PowerInfer: A Novel Inference Engine
PowerInfer introduces a novel GPU-CPU hybrid inference engine that embraces the locality of neuron activations in LLM inference. By differentiating between frequently activated 'hot' neurons and irregularly activated 'cold' neurons, PowerInfer can preload hot neurons onto the GPU for quick access. The design incorporates adaptive predictors to optimize neuron activation efficiency and employs neuron-aware sparse operators that interact with individual neurons, thus omitting unrequired operations on entire matrices. This methodology greatly utilizes available resources, minimizing the need for expansive data transfers between the GPU and CPU and enabling significantly faster inference speeds with maintained model accuracy.
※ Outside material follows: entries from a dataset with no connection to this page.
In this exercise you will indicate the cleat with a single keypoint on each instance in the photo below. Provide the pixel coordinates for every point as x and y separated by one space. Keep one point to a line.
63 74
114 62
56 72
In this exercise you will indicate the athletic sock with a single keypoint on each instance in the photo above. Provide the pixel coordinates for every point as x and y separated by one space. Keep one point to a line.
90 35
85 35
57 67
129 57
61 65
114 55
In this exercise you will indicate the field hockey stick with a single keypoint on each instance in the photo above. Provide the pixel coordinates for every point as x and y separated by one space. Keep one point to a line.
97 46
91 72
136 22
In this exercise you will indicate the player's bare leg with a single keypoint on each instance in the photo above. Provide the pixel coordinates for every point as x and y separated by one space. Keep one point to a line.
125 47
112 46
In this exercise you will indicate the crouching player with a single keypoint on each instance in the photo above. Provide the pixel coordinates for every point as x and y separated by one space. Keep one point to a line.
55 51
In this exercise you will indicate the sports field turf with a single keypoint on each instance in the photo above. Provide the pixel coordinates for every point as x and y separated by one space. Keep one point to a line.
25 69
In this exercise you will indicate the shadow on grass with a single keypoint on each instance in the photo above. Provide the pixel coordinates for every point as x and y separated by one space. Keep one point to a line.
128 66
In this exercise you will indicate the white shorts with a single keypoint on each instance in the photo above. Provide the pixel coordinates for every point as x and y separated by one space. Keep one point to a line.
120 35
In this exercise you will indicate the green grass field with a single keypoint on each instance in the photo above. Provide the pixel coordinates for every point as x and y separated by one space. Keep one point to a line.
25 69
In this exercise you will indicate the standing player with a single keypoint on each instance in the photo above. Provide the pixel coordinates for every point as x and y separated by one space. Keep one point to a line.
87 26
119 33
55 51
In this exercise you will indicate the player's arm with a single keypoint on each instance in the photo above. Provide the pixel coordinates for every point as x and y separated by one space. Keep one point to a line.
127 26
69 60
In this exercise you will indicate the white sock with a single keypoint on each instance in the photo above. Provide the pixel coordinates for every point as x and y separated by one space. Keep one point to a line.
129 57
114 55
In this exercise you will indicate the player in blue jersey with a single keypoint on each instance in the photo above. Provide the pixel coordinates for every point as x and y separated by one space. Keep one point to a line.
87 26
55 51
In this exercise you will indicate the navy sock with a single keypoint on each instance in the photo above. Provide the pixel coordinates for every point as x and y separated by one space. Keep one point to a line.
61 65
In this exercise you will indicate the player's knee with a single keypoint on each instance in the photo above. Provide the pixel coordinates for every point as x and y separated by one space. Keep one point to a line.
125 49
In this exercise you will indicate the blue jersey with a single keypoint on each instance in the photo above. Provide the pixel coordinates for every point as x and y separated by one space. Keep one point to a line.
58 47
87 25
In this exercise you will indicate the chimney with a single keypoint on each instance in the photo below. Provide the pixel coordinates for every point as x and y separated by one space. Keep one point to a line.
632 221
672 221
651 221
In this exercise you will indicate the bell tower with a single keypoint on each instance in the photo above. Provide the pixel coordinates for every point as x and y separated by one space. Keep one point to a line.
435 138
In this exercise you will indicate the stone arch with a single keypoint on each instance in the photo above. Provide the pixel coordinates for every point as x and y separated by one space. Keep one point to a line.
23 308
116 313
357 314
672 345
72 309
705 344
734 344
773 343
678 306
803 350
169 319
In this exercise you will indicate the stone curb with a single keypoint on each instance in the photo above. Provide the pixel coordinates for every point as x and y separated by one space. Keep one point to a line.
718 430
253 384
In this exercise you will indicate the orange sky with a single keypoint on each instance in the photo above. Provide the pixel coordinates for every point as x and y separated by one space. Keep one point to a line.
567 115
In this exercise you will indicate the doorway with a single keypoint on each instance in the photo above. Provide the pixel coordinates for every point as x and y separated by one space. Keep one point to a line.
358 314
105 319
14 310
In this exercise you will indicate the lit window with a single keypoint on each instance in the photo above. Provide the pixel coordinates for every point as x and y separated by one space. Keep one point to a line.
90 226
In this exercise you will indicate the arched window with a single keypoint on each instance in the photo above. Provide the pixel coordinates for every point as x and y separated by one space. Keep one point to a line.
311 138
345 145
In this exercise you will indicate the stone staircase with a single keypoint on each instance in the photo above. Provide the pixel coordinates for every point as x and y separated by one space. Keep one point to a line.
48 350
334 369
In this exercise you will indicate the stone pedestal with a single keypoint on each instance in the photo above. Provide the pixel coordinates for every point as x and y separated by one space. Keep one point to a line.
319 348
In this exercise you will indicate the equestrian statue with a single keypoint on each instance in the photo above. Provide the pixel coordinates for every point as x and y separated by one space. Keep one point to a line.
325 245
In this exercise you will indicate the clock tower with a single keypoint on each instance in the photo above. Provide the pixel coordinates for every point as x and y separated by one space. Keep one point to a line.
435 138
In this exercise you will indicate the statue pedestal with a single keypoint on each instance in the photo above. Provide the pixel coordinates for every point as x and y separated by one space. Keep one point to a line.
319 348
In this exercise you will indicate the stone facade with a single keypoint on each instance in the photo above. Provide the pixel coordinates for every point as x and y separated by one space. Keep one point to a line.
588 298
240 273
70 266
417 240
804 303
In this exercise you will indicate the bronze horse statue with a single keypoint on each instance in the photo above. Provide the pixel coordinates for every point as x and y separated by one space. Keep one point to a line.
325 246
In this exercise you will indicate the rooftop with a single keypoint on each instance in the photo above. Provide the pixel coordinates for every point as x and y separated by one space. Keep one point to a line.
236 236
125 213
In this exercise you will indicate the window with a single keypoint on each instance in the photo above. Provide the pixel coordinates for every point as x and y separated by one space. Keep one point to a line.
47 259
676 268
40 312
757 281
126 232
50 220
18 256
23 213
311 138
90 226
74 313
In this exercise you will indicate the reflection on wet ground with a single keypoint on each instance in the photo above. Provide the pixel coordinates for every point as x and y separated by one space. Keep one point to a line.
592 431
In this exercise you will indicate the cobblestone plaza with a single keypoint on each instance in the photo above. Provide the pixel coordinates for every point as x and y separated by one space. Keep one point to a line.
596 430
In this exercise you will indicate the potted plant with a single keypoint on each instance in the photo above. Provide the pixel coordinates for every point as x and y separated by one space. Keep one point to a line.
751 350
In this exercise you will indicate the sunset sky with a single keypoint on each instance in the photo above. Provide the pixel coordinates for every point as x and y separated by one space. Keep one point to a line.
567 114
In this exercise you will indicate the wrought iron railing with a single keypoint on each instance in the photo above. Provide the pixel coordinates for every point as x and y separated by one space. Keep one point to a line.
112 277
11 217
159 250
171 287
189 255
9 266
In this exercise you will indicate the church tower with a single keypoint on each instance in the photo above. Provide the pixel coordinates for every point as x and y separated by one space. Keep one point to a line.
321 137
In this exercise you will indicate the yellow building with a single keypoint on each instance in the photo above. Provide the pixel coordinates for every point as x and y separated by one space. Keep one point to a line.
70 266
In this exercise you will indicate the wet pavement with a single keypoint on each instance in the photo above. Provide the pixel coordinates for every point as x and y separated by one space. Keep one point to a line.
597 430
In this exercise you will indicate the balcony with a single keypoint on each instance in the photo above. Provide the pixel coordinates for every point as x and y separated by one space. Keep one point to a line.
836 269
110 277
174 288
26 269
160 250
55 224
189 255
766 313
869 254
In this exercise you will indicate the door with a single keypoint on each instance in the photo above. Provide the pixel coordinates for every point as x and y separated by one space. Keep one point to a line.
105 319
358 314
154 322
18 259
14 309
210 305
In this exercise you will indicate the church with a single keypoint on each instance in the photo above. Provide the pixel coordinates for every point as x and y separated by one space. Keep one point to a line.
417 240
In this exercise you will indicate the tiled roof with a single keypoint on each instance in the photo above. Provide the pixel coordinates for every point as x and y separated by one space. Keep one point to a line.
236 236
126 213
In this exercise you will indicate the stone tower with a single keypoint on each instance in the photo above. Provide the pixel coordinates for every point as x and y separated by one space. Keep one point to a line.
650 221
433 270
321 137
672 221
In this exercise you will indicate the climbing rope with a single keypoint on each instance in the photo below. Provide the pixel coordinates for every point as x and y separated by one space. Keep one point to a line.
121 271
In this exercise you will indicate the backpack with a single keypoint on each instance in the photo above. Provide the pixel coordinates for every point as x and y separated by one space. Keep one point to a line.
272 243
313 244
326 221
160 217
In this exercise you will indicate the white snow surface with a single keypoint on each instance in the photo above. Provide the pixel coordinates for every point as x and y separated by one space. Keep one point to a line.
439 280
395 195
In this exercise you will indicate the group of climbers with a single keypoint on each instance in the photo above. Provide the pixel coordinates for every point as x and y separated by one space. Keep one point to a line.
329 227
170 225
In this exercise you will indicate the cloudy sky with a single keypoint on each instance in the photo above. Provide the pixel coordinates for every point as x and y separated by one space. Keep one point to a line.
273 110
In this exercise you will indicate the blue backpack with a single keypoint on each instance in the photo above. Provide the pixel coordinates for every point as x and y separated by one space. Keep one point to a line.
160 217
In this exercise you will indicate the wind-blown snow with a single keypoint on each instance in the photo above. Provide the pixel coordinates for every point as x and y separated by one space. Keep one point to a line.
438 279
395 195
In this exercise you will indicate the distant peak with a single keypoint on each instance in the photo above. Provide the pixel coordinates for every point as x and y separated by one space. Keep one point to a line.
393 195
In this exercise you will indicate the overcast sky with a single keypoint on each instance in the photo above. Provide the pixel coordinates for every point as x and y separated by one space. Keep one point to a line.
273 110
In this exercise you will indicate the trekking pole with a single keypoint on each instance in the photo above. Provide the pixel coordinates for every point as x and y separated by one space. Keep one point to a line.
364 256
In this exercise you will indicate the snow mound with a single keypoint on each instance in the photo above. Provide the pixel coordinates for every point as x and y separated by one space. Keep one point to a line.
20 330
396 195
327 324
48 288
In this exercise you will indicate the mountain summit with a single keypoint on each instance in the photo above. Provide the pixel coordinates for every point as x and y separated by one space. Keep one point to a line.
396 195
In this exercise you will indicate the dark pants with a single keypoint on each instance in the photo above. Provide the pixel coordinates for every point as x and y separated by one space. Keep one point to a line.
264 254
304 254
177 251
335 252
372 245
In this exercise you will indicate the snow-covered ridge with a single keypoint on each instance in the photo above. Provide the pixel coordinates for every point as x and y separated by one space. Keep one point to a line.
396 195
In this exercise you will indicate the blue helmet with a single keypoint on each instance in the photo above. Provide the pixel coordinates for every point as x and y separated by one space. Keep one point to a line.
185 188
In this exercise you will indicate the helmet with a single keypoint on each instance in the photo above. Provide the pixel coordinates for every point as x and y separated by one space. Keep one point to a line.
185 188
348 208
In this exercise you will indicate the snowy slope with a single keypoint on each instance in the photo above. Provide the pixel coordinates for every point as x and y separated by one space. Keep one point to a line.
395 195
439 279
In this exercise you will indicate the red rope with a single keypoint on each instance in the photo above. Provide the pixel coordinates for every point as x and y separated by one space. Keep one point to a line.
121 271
Implementation and Compatibility
The online inference engine is realized by extending existing LLM frameworks with additional implementations in C++ and CUDA, while the offline component utilizes a Python-based profiler and solver to categorize neurons and construct a neuron placement policy. PowerInfer's flexible configuration supports a wide range of LLM families and GPU types, from the high-end NVIDIA RTX 4090 to the older RTX 2080Ti models. Notably, even on consumer-grade GPUs, PowerInfer achieves performance close to that of server-grade GPUs without sacrificing accuracy.
Evaluations and Insights
Performance evaluations show that PowerInfer outpaces existing alternatives, offering considerable speedups in token generation rates for quantized and non-quantized models. Moreover, PowerInfer maintains near-identical accuracy across various LLM models and tasks, ensuring that the efficiency gains are not at the expense of performance quality.
Conclusion
The paper presents PowerInfer, an inference system that harnesses the power-law distribution in neuron activation to optimize the efficiency of local LLM deployments. By strategically splitting the workload between GPU and CPU and focusing on computational locality, PowerInfer affirms its potential as a solution to the challenge of running LLMs on personal computers effectively.